Inheriting Ancient Dreams
I keep returning to how easily our technologies inherit humanity’s oldest dreams. These dreams grow within what scholars call our social and technological imaginaries: the shared mental worlds through which societies decide what creation means and what machines are for. These imaginaries are collective fictions that make some futures feel inevitable and others improbable.
As Nina Beguš notes in her forthcoming Artificial Humanities, our conversational machines descend from mythic and literary ancestors. They speak through centuries of metaphor, carrying humanity’s recurring wish to animate the inanimate.
One of the oldest versions of this dream is that of Pygmalion in Ovid’s Metamorphoses.
Pygmalion, a disenchanted sculptor, carves a statue of the perfect woman and falls in love with his creation. Moved by his devotion, Aphrodite grants the statue life. It anticipates Generative AI by imagining that a form fashioned from stone might one day return our gaze.
That same logic reappears in George Bernard Shaw’s Pygmalion, where Professor Higgins trains Eliza Doolittle to speak like a duchess. His social experiment becomes an allegory of simulation. Like many creators, Higgins treats Eliza as an instrument of his will rather than an autonomous being. Yet when she asserts independence, the creator finds himself dependent on the created.
The pattern surfaces again in computing history through the Eliza Effect. The 1965 chatbot named for Shaw’s character revealed how swiftly humans project understanding onto machines. People responded as if the program truly cared because that was the only conversational script they knew. Modern systems build on that same reflex.
The story echoes that of Narcissus and Echo in Book III of the Metamorphoses.

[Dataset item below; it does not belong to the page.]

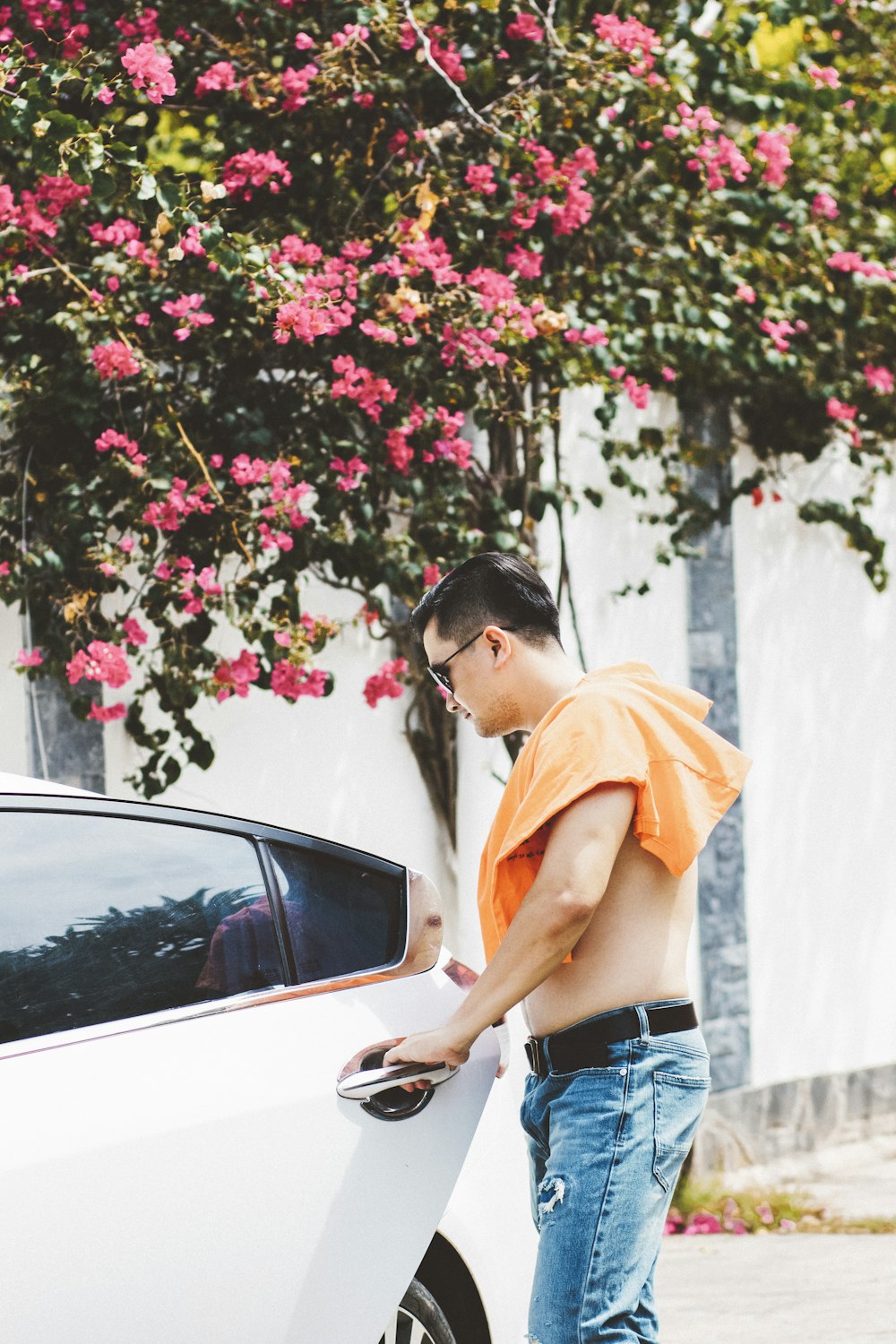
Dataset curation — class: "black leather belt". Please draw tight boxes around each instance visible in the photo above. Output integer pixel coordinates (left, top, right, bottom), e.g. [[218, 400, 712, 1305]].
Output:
[[525, 1003, 697, 1078]]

There, the Roman poet Ovid (43 BCE-17 AD) recounts the tragic fate of young Narcissus, whose beauty and pride became a fatal prison when he caught sight of his own face in a reflecting pool:
“Here, the boy, tired by the heat and his enthusiasm for the chase, lies down, drawn to it by its look and by the fountain. While he desires to quench his thirst, a different thirst is created. While he drinks he is seized by the vision of his reflected form. He loves a bodiless dream…”
Generative AI acts similarly, reflecting us with dazzling precision while dissolving the boundary between self and simulation. Like Narcissus, we risk mistaking reflection for relation.
The mirror’s danger is seduction. We chase its perfection and forget the fragile, embodied strangeness that makes us human.
This is like another Portrait of Dorian Gray: a technology that safeguards our image while exposing the decay beneath.
From another tradition comes the Persian legend of Jamshid’s cup (جام جم), said to reveal every corner of the world to its possessor. Some versions link it to Darius I’s secret network of “eyes and ears.” The cup, like Narcissus’s pool or Pygmalion’s statue, promises knowledge and dominion yet ensnares those who gaze too long into its depths.
Mary Shelley’s Frankenstein translates this lineage into the scientific age. Her story replaces divine power with human intellect but keeps the same emotional blueprint. Victor Frankenstein longs to acquire knowledge and breathe life into lifeless matter, then recoils from what he has made, reflecting an earlier critical shutdown of internal dialogue
We now inhabit their shared aftermath: ingenious in creation yet anxious in reflection.
Generative AI emerges from these deep cultural imaginaries. As Beguš observes, our tools extend the same stories that first taught us to imagine life emerging from lifelessness. The challenge for education is to make those imaginaries visible and then re‑imagine the conditions of creation.
As part of this endeavour we should awaken students from passive consumption into awareness, inviting them to question the assumptions shaping their outputs and the perspectives that can transform them.


Beautifully described parallels between literature and AI “embodiment” humans ascribe. Well done!